Fischer mit Sieg in Österreich

Rechte Kandidatin schneidet schlecht ab

Die umstrittene Kandidatin der rechtspopulistischen FPÖ, Barbara Rosenkranz, kam laut der Hochrechnungauf 15,5 Prozent der Stimmen und blieb damit hinter den eigenen Erwartungen zurück. Rudolf Gehring, Vorsitzender einer Christenpartei kam auf 5,8 Prozent. Die konservative Volkspartei (ÖVP), zweitstärkste Kraft im Parlament, hatte keinen eigenen Kandidaten aufgestellt.

Die Wahlbeteiligung verzeichnete einem historischen Tiefstand: Nur knapp jeder Zweite gab demnach seine Stimme ab. Bei den Wahlen 2004 hatte die Wahlbeteiligung noch bei 71,6 Prozent gelegen.

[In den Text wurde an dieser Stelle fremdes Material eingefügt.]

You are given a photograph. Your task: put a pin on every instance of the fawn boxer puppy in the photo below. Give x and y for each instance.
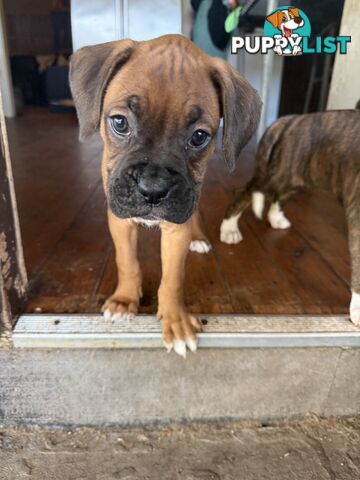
(319, 150)
(158, 104)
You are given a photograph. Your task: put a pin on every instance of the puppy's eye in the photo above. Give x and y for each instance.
(120, 124)
(198, 139)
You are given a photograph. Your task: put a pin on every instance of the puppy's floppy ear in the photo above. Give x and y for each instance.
(240, 108)
(91, 69)
(275, 18)
(294, 11)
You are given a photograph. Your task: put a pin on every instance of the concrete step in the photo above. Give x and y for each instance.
(290, 366)
(315, 448)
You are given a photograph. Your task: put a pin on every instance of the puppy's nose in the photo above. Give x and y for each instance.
(154, 184)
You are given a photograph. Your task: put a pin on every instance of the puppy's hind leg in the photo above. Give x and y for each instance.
(199, 241)
(229, 230)
(276, 216)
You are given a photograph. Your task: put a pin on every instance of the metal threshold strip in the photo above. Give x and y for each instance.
(220, 331)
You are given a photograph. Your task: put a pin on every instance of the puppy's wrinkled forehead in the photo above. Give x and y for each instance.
(163, 85)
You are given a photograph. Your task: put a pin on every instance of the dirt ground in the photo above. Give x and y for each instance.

Die unterlegene Rosenkranz sagte, sie sei mit dem Resultat "nicht glücklich", aber "durchaus zufrieden". Ihr Parteichef Heinz-Christian Strache schrieb das Abschneiden Rosenkranz´ einer "medialen Hexenjagd" gegen die Kandidatin zu. Weil ihn nur ein Drittel der Österreicher gewählt habe, gebe es "für den Herrn Bundespräsidenten keinen Grund zur Freude". Im Zentrum eines kurzen und unspektakulären Wahlkampfs hatte das Verhältnis der Herausforderin Rosenkranz zum Nationalsozialismus gestanden. Auf öffentlichen Druck hin gab die 51-Jährige im Wahlkampf eine eidesstattliche Erklärung ab, nach der sie die Verbrechen des Nationalsozialismus "aus Überzeugung" verurteile und sich von dessen Ideologie distanzierte. Zuvor hatte Rosenkranz auf Fragen zu den Gräueln des Dritten Reiches ausweichend geantwortet.